A year ago, the star financial analyst -- who shot to fame when she predicted the 2008 financial crisis -- set off a stampede when she said that investors in municipal bonds were headed for trouble. Budget problems in cities and states, she told ’60 Minutes,’ would lead to ’50 to 100 sizeable defaults. More. This will amount to hundreds of billions of dollars’ worth of defaults.’
The time frame she gave: ‘It’ll be something to worry about within the next 12 months.’
Her prediction was scoffed at by municipal experts, who noted that Whitney had little expertise in municipal finances, but the call still led investors to pile out of municipal bonds, terrifying municipalities.

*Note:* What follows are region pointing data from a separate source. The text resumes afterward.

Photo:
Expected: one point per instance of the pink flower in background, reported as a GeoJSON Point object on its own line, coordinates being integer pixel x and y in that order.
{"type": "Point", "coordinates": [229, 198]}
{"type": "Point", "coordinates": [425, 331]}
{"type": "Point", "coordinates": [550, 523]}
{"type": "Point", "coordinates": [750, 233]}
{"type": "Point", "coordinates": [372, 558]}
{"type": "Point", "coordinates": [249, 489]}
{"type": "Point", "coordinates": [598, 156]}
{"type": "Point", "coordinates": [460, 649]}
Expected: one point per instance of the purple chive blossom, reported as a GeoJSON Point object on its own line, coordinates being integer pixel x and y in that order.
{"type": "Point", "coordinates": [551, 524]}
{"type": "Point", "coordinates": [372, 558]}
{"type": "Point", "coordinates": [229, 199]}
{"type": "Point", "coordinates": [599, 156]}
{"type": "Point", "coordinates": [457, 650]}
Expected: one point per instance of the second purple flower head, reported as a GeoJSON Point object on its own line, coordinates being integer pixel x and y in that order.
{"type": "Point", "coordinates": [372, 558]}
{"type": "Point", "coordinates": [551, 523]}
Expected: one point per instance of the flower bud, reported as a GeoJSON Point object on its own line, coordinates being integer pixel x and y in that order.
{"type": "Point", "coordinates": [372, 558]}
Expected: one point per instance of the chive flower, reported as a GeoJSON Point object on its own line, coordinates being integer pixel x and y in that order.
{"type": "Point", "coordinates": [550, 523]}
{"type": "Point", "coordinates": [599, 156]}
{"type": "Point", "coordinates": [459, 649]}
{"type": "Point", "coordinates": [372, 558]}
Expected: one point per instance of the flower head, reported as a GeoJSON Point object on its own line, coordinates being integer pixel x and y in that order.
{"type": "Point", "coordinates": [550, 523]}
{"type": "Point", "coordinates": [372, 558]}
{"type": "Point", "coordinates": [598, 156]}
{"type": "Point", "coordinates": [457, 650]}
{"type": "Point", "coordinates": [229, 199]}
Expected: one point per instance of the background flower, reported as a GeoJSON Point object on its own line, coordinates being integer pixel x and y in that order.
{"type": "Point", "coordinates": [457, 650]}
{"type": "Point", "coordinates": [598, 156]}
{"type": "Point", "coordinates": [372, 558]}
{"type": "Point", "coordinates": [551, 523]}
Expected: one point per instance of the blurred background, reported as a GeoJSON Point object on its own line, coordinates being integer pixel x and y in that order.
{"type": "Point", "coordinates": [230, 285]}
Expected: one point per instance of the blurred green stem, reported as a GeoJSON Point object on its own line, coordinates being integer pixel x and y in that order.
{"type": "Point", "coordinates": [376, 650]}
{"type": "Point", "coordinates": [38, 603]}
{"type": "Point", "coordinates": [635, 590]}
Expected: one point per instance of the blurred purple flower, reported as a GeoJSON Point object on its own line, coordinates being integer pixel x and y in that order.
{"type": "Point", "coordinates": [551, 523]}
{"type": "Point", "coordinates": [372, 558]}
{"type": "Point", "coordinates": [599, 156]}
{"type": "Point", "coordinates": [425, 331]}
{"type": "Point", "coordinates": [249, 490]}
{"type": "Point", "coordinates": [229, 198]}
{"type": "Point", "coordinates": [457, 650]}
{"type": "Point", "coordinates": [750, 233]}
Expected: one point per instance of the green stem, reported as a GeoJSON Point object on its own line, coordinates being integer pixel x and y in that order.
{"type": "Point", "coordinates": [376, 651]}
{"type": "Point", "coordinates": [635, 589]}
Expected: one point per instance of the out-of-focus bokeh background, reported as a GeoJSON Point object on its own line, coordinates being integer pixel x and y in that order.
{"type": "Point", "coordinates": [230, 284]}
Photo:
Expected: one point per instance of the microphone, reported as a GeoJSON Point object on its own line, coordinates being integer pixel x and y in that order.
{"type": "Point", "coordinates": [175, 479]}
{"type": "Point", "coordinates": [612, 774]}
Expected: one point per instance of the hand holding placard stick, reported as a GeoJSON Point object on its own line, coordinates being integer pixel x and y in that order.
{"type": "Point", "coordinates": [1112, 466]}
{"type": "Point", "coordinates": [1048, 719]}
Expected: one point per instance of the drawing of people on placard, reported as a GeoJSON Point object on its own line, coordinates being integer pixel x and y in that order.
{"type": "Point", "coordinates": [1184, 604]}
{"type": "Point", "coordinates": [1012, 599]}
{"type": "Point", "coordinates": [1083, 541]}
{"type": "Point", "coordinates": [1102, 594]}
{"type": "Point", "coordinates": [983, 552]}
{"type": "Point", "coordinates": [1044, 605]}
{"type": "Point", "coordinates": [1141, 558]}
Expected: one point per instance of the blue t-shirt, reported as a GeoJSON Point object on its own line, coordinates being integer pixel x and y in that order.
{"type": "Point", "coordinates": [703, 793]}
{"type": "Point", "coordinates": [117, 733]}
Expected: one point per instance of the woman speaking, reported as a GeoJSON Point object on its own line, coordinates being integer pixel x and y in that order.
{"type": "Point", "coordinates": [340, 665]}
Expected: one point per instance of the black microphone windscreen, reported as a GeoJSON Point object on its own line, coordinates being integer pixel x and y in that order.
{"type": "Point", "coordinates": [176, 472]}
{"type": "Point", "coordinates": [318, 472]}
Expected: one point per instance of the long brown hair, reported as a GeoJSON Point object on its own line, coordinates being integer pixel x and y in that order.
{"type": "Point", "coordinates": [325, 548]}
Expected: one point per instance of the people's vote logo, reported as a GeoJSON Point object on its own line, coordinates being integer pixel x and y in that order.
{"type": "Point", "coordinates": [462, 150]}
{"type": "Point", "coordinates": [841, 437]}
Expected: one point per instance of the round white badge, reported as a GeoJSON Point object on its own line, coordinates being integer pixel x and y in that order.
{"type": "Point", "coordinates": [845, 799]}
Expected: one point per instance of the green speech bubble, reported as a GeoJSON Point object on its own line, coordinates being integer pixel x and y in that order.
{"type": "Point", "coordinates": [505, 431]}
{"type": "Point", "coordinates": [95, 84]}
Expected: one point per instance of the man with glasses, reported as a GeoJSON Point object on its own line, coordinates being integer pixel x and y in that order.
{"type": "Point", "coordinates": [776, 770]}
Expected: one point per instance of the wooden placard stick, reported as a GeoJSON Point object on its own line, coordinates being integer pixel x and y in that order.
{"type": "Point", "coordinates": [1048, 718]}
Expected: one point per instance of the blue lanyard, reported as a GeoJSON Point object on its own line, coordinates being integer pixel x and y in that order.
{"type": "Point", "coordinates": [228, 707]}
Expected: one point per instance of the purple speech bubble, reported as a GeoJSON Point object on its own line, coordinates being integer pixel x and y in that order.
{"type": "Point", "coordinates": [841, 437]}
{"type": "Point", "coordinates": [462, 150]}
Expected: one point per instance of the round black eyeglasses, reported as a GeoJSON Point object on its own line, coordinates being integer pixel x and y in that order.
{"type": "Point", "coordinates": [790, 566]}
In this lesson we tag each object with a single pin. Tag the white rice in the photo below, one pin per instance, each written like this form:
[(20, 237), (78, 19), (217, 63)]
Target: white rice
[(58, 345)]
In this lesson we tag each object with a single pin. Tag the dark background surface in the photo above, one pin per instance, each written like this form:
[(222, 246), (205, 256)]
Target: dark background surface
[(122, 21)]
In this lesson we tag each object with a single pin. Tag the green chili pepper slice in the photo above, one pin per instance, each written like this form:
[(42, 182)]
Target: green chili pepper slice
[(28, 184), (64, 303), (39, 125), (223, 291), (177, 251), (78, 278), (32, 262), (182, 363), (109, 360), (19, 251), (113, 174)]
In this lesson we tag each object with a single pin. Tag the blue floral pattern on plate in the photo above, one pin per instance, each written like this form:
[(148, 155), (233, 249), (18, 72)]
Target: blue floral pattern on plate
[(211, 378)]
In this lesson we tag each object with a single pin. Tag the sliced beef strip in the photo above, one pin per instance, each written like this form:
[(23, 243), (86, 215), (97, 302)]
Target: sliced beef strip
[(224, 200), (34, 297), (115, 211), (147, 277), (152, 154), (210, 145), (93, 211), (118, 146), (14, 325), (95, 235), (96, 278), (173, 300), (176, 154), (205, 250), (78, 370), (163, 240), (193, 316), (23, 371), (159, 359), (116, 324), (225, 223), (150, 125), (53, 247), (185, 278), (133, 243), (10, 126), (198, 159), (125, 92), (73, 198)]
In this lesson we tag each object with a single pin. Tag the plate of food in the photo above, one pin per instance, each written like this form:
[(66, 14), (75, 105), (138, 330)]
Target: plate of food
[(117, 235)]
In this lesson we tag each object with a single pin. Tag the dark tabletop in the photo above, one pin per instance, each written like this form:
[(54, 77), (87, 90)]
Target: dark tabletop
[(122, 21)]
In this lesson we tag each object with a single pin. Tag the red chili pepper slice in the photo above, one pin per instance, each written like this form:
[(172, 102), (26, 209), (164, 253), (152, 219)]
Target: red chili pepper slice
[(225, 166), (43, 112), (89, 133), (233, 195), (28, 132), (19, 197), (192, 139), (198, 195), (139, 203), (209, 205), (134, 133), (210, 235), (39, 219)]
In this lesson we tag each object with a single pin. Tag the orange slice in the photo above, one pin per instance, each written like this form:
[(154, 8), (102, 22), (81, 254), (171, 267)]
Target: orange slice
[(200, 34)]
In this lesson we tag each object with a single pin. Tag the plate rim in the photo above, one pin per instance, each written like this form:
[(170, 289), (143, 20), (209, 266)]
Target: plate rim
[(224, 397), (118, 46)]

Now that Whitney’s 12 months are up, it is not surprising that analysts are holding Whitney to account with more than a hint of schadenfreude.
There were indeed two big defaults -- Harrisburg, Pa., and Jefferson County, Miss. -- but after that the list falls off. A few of the headlines that greeted the anniversary: Meredith Whitney Still Dead Wrong on Munis, Happy First Birthday, Terrible Meredith Whitney Call and Not Only Was Meredith Wrong....
Bloomberg has noted that investors who ignored Whitney’s call could have made millions investing in municipal bonds, which turned out to be one of the year’s best investments.
Whitney has been quiet in these anniversary events, but in the middle of the year she argued on CNBC that while the defaults might not happen this year, it is only a matter of time.
‘I can’t believe I’m the only person talking about it,’ she said.
But John Moussea, a municipal analyst at Cumberland Advisors, wrote in a note to clients this week that municipal finances have actually improved over the last year, making more defaults less likely:
State governments recently finished the seventh consecutive quarter of rising tax receipts. This followed five straight quarters of declines from the fall of 2008 through the end of 2009. To be sure, many states and cities are still struggling to rein in rising pension costs, as well as dealing with the loss of federal dollars. But many states have made deep cuts in expenses and, in most cases, budget gaps have been closed without reliance on one-time solutions.
Rather than gloating, Moussea closes on a note of holiday cheer, saying that municipal bonds have ‘made the long trip back from the despair of a year ago. And for that we are thankful.’